Kegiatan penerimaan slayer dan bet tersebut berlangsung dengan penuh semangat dan kebersamaan. Para peserta didik yang telah mengikuti rangkaian Diksar mendapatkan atribut sebagai tanda bahwa mereka telah menjadi bagian dari keluarga besar PMR MAN 1 Parigi.

Sebelumnya, para calon anggota PMR MAN 1 Parigi mengikuti Diksar yang dilaksanakan di Markas PMI Kabupaten Parigi Moutong selama 4 hari dan di ikuti oleh 3 skolah.
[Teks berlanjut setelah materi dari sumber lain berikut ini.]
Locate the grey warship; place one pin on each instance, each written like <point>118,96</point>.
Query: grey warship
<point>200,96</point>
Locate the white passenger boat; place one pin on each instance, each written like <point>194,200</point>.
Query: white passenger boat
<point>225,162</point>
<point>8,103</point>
Kegiatan tersebut menjadi wadah bagi peserta didik untuk memperoleh pengetahuan dan keterampilan dasar kepalangmerahan, sekaligus membangun karakter disiplin, tanggung jawab, kepedulian, serta jiwa kemanusiaan.
Melalui Diksar, peserta mendapatkan pengalaman berharga tentang pentingnya membantu sesama, bekerja sama dalam tim, meningkatkan kesiapsiagaan, serta memiliki keberanian dalam menghadapi berbagai situasi yang membutuhkan pertolongan.

Penerimaan slayer dan bet menjadi momentum penting bagi anggota PMR untuk mengimplementasikan ilmu dan pengalaman yang telah diperoleh selama mengikuti Diksar. Atribut tersebut bukan hanya menjadi identitas organisasi, tetapi juga mengandung tanggung jawab moral bagi setiap anggota untuk senantiasa menjunjung tinggi nilai-nilai kemanusiaann.
Dengan diterimanya slayer dan bet, anggota PMR MAN 1 Parigi diharapkan semakin percaya diri, disiplin, dan bertanggung jawab dalam menjalankan tugasnya. .
Selamat kepada anggota PMR MAN 1 Parigi. Jadikan slayer dan bet yang dikenakan sebagai simbol semangat untuk terus belajar, peduli, menolong, dan mengabdi kepada sesama.